FIG. 1 is a circuit diagram of a wide band DC amplifier according to an embodiment of the present invention.

FIG. 2 is a diagram showing a relationship between polarities of input signals and output signals and time in the present embodiment.

FIG. 3 is a circuit diagram of a conventional DC amplifier.

[Explanation of symbols]

 1 and 2 input terminals 3 and 4 resistors 11 and 41 NPN transistors 12 and 42 PNP transistors 9 and 39 resistors 10 and 40 capacitors 13 and 14, 43 and 44 resistors 17 and 47, resistors 16 and 46 capacitors 15 and 45 capacitors 25 and 55 NPN transistor 24, 54 resistor 22, 52 PNP transistor 18, 19, 48, 49 resistor 20, 50 resistor 21, 51 capacitor 26, 56 capacitor 57 cathode ray tube

Claims (1)

[Claims] 1. A pair of transistors having different conductor characteristics are connected between emitters through a parallel circuit of a resistor and a capacitor, and one of the balanced signals is applied to the base of the one transistor to form a capacitor from the collector.
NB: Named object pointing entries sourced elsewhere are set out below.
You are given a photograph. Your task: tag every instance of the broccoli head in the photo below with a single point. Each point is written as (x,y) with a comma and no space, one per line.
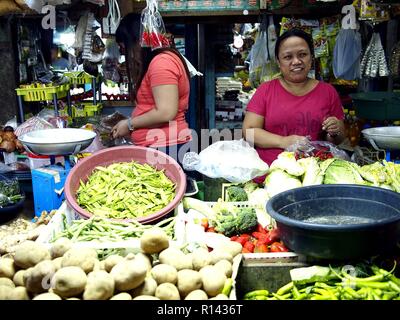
(235,194)
(246,220)
(226,225)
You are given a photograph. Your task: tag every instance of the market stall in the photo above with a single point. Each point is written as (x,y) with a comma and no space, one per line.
(118,221)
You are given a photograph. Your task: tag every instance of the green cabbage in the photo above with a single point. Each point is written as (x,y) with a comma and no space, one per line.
(343,172)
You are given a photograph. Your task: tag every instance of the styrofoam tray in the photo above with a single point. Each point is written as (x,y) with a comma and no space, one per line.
(56,225)
(195,234)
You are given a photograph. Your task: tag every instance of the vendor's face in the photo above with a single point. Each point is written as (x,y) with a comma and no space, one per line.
(294,59)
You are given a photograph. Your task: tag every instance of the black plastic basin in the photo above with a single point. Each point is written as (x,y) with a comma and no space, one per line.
(337,222)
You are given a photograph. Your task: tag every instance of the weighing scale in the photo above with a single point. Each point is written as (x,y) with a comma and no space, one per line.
(48,181)
(385,139)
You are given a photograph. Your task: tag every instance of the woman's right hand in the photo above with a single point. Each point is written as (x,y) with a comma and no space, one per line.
(289,140)
(121,129)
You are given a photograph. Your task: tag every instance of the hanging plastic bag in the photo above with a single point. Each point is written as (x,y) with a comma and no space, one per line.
(262,66)
(235,161)
(152,28)
(110,61)
(320,149)
(347,55)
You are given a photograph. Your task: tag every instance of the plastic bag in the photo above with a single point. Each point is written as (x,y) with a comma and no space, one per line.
(110,61)
(321,149)
(262,66)
(235,161)
(152,28)
(347,55)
A first amplifier which takes out an output via the base, grounds the base of the other transistor, and takes out a direct connection output from the collector;
The emitters of transistors having mutually different conductor characteristics are connected via a parallel circuit of a resistor and a capacitor, the other of the balanced signals is applied to the base of the one transistor, and the output is taken out from the collector through the capacitor, and the other of the A second amplifier for grounding the base of the transistor and taking out a direct output from the collector; and a pair of transistors having conductor characteristics different from each other. The collectors of the transistors are directly connected to be connected to a capacitive load. One of the transistors has a feedback resistor, has a third amplifier in which the emitter of the other transistor is grounded via a capacitor, and a pair of transistors having different conductor characteristics, and the collectors of the transistors are directly connected to each other. Is connected to a capacitive load, and Includes anti, the emitter of said other transistor and a fourth amplifier comprising grounded via a capacitor, direct output of the first amplifier the fourth
Input to the base of one transistor of the amplifier, and the output taken out through the capacitor of the first amplifier is applied to the base of the other transistor of the third amplifier to directly connect the output of the second amplifier. Is input to the base of one transistor of the third amplifier, and the output taken out through the capacitor of the second amplifier is applied to the base of the other transistor of the fourth amplifier, so that the mutual outputs are Wide-band DC amplifiers configured as phase-balanced amplifiers.